Bear in mind, these lenses can be very expensive for what to many may seem like a very small increase in aperture (sometimes less than one stop).
Canon makes three 50mm prime lenses:
- Canon EF 50mm f/1.8 II £90
- Canon EF 50mm f/1.4 USM £310
- Canon EF 50mm f/1.2L USM £1,150
Here are three similar Canon zoom lenses:
- Canon EF 55-200mm f/4.5-5.6 II USM £230
- Canon EF 70-200mm f/4 L USM £610
- Canon EF 70-200mm f/2.8 L USM £1160
The more expensive lenses offer more than just the larger aperture (low dispersion glass, more circular apertures, etc). The large apertures, however, are one of the main reasons photographers buy them as it not only allows faster shutter speeds, but can create a very shallow depth-of-field.
The Canon 50mm f/1.2L is a classic group portrait lens which, due to the very large aperture, can throw the background completely out of focus.
Image Sharpness, Lenses and Apertures
In general, a prime lens will produce sharper images than a zoom lens as it will most likely have less glass elements and less moving elements, thereby allowing the lens to be manufactured to higher tolerances.
Image sharpness will also vary depending on the aperture selected. If you’ve read the section on depth-of-field, you may expect a lens to produce the sharpest images at the smallest aperture as this will have the greatest depth-of-field. This is not actually the case. A lens's optimum aperture for sharpness is usually around two to four stops down from the maximum aperture depending on the lens. So an 105mm f/2.8 lens will most likely produce its sharpest images at around f/5.6 to f/11. This is one of the reasons professionals opt for fast lenses – Canon’s 50mm f/1.2 lens will be sharper at f/2.8 than the 50mm f/1.8 lens as it is stopped down more from its maximum aperture.
Macro Lenses and Extension Tubes
In photography, macro generally refers to the ability to focus on an object very close to the lens. See the section later in this chapter for more information on this. It is important to point out that to take macro photographs requires a special type of lens that is capable of projecting a much larger image onto the sensor (often life-size) and focusing closer than a normal lens.

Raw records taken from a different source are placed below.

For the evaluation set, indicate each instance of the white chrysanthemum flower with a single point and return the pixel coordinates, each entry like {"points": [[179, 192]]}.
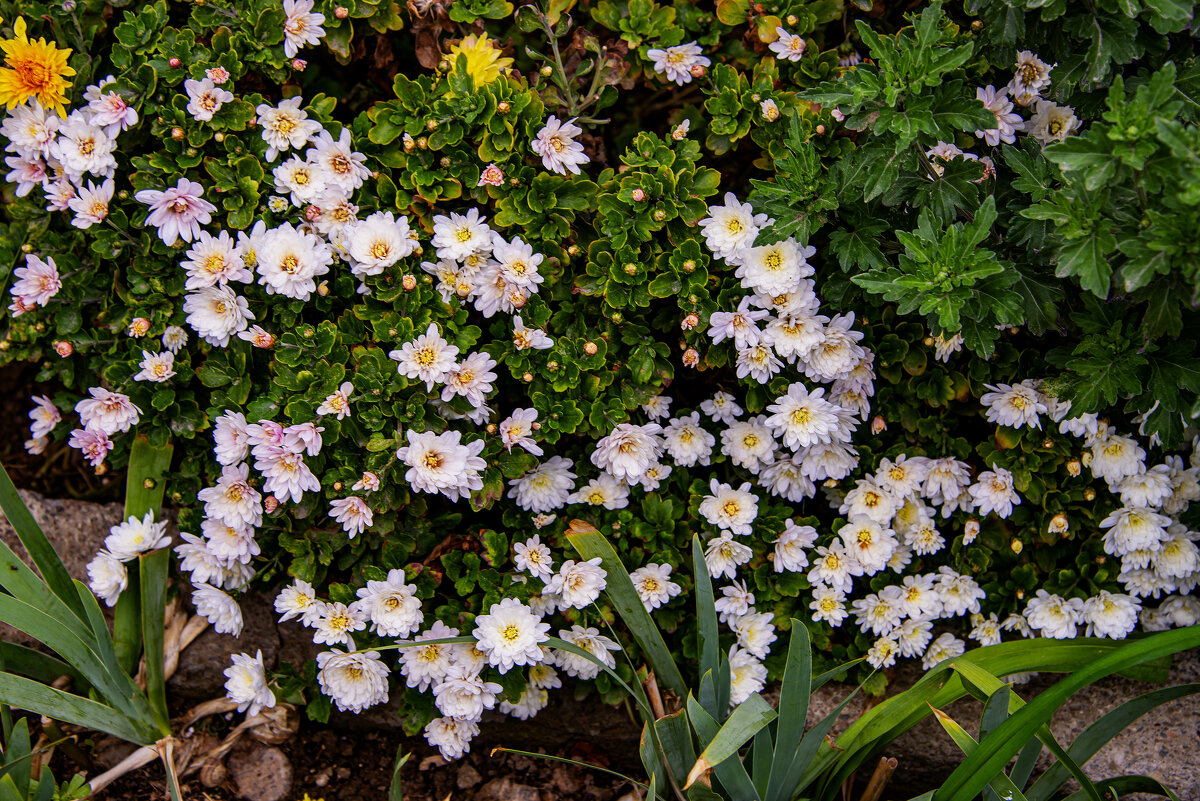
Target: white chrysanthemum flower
{"points": [[107, 411], [441, 463], [463, 696], [871, 501], [919, 597], [557, 146], [994, 492], [378, 242], [879, 613], [354, 680], [629, 450], [755, 633], [723, 556], [301, 25], [1014, 405], [107, 577], [591, 640], [450, 736], [828, 604], [533, 556], [786, 46], [749, 444], [336, 622], [946, 646], [289, 260], [791, 547], [721, 408], [839, 351], [1110, 615], [687, 441], [729, 509], [603, 491], [427, 359], [298, 601], [774, 269], [246, 684], [1008, 121], [511, 634], [1132, 529], [804, 419], [1051, 122], [217, 608], [300, 179], [677, 61], [156, 367], [286, 126], [216, 313], [732, 228], [834, 566], [736, 601], [579, 583], [546, 487], [748, 675], [1032, 76], [135, 536], [1115, 457], [960, 594], [654, 585], [757, 361], [871, 544], [1053, 615], [742, 325]]}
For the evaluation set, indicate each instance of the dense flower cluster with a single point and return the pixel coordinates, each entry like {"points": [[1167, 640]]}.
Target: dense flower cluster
{"points": [[399, 348]]}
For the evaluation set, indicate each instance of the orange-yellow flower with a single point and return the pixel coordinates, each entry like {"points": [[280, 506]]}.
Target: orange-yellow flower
{"points": [[37, 68]]}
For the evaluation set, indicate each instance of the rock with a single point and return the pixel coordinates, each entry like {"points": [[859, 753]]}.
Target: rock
{"points": [[505, 789], [261, 772], [202, 663], [467, 777], [76, 529]]}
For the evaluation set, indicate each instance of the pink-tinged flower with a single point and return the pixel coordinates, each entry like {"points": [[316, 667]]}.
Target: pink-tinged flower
{"points": [[258, 337], [107, 411], [339, 403], [557, 146], [94, 444], [353, 513], [45, 415], [369, 482], [178, 212], [492, 175], [37, 282]]}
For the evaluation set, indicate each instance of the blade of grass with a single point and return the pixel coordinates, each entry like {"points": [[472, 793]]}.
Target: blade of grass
{"points": [[591, 544], [40, 549]]}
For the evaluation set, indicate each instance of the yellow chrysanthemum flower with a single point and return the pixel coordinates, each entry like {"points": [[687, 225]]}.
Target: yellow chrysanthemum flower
{"points": [[37, 68], [484, 60]]}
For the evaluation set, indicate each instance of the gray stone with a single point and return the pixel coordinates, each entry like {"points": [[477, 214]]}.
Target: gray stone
{"points": [[261, 772]]}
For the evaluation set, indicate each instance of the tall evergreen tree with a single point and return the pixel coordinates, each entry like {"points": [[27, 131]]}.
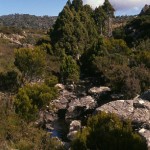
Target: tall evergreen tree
{"points": [[77, 4], [99, 17], [68, 3], [108, 8]]}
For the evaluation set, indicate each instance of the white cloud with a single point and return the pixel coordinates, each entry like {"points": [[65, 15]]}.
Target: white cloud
{"points": [[122, 6]]}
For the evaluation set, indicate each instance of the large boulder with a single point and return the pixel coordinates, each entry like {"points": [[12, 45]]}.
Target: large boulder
{"points": [[75, 126], [146, 95], [80, 107], [137, 110], [98, 90]]}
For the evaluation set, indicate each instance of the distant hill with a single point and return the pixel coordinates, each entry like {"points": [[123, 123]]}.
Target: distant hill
{"points": [[27, 21]]}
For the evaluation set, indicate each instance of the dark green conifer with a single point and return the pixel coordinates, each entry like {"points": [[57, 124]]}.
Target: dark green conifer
{"points": [[77, 4]]}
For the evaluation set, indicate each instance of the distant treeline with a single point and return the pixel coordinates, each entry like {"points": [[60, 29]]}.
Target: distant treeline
{"points": [[27, 21]]}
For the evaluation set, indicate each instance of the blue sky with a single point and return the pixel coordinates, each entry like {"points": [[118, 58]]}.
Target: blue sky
{"points": [[53, 7]]}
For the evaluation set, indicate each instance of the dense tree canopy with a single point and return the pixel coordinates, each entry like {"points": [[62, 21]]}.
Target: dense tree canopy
{"points": [[31, 62]]}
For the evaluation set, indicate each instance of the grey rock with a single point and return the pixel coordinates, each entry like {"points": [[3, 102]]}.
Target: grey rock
{"points": [[138, 110], [78, 107], [75, 126], [99, 90]]}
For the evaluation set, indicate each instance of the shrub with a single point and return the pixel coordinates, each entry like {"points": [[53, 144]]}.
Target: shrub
{"points": [[9, 81], [108, 132]]}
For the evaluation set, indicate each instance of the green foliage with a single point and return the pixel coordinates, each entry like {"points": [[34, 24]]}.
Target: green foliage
{"points": [[16, 22], [108, 8], [110, 51], [31, 98], [51, 81], [31, 62], [77, 4], [15, 133], [9, 81], [69, 70], [137, 29], [119, 33], [107, 131], [73, 31]]}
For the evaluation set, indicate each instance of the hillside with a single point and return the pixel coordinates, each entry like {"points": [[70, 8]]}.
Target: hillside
{"points": [[65, 76], [27, 21]]}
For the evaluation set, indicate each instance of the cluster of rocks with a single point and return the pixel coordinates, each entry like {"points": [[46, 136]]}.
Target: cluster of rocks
{"points": [[70, 106]]}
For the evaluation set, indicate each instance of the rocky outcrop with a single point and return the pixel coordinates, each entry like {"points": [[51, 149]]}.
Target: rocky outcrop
{"points": [[80, 107], [75, 126], [137, 110], [99, 90], [74, 107]]}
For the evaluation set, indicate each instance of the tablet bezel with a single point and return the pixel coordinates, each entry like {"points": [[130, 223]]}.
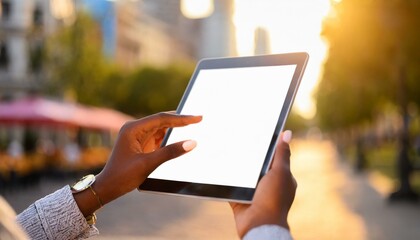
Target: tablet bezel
{"points": [[232, 193]]}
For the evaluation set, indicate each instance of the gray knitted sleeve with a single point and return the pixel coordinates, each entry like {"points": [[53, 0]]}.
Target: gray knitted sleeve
{"points": [[56, 216]]}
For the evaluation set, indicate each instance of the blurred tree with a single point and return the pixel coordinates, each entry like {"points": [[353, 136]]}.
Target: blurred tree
{"points": [[77, 67], [150, 89], [373, 59]]}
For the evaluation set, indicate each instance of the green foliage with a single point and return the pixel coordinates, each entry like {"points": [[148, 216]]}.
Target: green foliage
{"points": [[149, 90], [371, 43]]}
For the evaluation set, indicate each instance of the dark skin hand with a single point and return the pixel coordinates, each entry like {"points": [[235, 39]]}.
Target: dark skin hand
{"points": [[136, 154], [274, 195]]}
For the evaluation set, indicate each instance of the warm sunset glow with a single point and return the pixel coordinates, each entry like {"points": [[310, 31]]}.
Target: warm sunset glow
{"points": [[293, 26], [197, 8]]}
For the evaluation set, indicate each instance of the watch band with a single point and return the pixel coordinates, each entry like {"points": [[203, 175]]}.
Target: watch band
{"points": [[96, 195]]}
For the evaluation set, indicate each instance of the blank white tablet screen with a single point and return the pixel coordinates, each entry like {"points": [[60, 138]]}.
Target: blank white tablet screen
{"points": [[240, 109]]}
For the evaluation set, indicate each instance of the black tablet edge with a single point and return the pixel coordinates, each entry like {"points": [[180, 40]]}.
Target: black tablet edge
{"points": [[199, 190], [299, 59], [302, 60]]}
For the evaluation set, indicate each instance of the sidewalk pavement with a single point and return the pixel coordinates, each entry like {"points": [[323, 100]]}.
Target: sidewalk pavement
{"points": [[332, 202]]}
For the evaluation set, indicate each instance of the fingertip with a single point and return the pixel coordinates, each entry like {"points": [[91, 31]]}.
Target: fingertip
{"points": [[189, 145], [287, 136]]}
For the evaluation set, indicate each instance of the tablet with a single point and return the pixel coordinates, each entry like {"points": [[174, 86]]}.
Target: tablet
{"points": [[244, 102]]}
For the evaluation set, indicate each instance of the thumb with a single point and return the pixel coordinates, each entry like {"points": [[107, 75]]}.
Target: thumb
{"points": [[161, 155]]}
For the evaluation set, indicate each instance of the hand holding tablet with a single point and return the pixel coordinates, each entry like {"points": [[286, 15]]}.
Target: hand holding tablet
{"points": [[244, 103]]}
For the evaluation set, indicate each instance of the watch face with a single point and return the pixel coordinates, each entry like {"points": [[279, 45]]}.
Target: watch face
{"points": [[84, 183]]}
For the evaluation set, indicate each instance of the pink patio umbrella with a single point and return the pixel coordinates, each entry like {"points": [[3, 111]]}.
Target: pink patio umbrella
{"points": [[37, 110]]}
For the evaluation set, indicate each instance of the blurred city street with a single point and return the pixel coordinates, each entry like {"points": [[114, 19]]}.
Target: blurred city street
{"points": [[332, 202]]}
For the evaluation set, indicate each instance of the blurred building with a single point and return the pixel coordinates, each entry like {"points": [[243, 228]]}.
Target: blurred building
{"points": [[261, 41], [23, 27], [142, 39], [212, 36], [217, 38]]}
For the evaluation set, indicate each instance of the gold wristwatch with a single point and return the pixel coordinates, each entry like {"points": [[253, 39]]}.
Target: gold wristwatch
{"points": [[83, 184]]}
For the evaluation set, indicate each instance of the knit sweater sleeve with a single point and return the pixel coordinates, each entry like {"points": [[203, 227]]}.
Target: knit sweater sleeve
{"points": [[56, 216]]}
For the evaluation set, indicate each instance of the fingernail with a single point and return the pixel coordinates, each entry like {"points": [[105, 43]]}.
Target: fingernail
{"points": [[287, 136], [189, 145]]}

Many zoom lenses available have a macro feature although these will not be as good as a dedicated macro prime lens.
Any lens can be converted into a macro lens through the use of extension tubes, the purpose of which is to move the lens further from the image sensor and as a consequence of this, allow you to focus much closer.
Tilt and Shift Lenses
Sometimes known as perspective correction lenses, these are specialist bits of kit designed primarily for architectural photography. When taking a picture of a tall building you often need to tilt the camera upwards to get the whole building in. This leads to the top of the building being smaller than the bottom due to perspective.
The only way to avoid this is to keep the camera pointing straight at the building (the image sensor plane parallel to the building). The problem here is that you will often not be able to get in the top of the building.
A tilt and shift lens allows you to move the lens upwards relative to the image sensor which places more of the building within the sensor frame.
Although you can achieve perspective correction in software after the picture is taken, it is at the expense of optical resolution.
You can clearly see on this picture where the lens has been shifted out of its normal position.
A side effect of a tilt and shift lens is that it has a very strange depth-of-field where the plane of focus is also no longer parallel to the plane of the image sensor. If used with a large aperture, it can create photographs that make people think they are looking at a toy model.
Image Stabilisation
One of the problems all photographers suffer from is holding the camera perfectly steady while trying to take a photo with a slow shutter speed. The longer the focal length of the lens the faster the shutter speed needs to be to create a steady image.
Many of the more high-end lenses produced now incorporate some form of image stabilisation (IS). This will be indicated by some letters in the lens designation (Canon use IS, Nikon use VR, Sigma use OS).
These systems enable you to use shutter speeds two or more stops slower than you would using a lens without any image stabilisation (eg. with a 200mm lens you would not normally shoot with any shutter speed slower than about 1/250th second). If the lens is fitted with image stabilisation, however, you should be able to get shake-free images at 1/60th or even 1/30th second.
Note that if hand-holding the camera is your only option, IS is invaluable on long lenses, however there's no beating a sturdy tripod.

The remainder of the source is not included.